🤖 AI Summary
In visual financial document retrieval, single-vector aggregation is prone to being dominated by global texture patterns, thereby obscuring critical numerical discrepancies and erroneously assigning high similarity to semantically distinct documents. This work introduces the first diagnostic benchmark for financial documents to systematically evaluate the prevalence of this issue across diverse visual encoders, embedding strategies, and aggregation methods. Experimental results demonstrate that patch-level representations effectively capture subtle semantic variations, whereas single-vector aggregation poses significant risks.
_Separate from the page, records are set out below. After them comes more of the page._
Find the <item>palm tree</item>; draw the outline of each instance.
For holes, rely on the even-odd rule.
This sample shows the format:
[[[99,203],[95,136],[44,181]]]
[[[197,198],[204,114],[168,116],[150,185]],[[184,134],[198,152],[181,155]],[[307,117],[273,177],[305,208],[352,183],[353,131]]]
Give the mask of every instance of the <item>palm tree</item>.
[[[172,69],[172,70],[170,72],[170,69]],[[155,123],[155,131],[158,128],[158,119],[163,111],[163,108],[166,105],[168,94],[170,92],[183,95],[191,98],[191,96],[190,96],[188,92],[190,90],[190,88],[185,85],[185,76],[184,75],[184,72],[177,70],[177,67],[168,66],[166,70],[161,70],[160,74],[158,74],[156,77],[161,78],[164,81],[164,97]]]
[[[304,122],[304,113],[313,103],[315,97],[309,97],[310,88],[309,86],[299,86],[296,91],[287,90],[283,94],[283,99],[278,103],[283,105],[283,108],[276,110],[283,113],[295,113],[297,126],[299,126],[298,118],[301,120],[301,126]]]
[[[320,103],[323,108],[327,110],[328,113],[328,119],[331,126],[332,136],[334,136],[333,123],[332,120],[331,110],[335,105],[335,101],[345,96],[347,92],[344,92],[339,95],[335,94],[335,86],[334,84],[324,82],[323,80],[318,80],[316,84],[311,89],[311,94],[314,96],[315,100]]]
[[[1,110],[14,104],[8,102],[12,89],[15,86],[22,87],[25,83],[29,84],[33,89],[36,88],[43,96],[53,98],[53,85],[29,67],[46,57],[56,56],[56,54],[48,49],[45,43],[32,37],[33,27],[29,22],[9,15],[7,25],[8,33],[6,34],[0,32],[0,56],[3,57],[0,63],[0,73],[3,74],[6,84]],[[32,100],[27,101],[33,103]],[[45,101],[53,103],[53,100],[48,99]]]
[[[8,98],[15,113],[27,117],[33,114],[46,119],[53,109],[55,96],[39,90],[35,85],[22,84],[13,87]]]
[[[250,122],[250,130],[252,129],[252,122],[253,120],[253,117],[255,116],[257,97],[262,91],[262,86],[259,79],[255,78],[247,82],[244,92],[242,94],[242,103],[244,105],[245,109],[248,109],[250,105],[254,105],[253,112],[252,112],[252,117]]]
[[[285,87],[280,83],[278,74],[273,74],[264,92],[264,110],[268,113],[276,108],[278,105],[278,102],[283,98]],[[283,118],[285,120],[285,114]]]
The study exposes the fragility of current vision-based retrieval-augmented generation (RAG) pipelines and provides empirical evidence and actionable directions for improving document-level visual retrieval in financial contexts.
📝 Abstract
Visual RAG has offered an alternative to traditional RAG. It treats documents as images and uses vision encoders to obtain vision patch tokens. However, hundreds of patch tokens per document create retrieval and storage challenges in a vector database. Practical deployment requires aggregating them into a single vector. This raises a critical question: does single-vector aggregation lose key information in financial documents? We develop a diagnostic benchmark using financial documents where changes in single digits can lead to significant semantic shifts. Our experiments show that single-vector aggregation collapses different documents with almost identical vectors. Metrics show that the patch level detects semantic changes, and confirm that aggregation obscures these details. We identify global texture dominance as the root cause. Our findings are consistent across model scales, retrieval-optimized embeddings, and multiple mitigation strategies, highlighting significant risks for single-vector visual document retrieval in financial applications.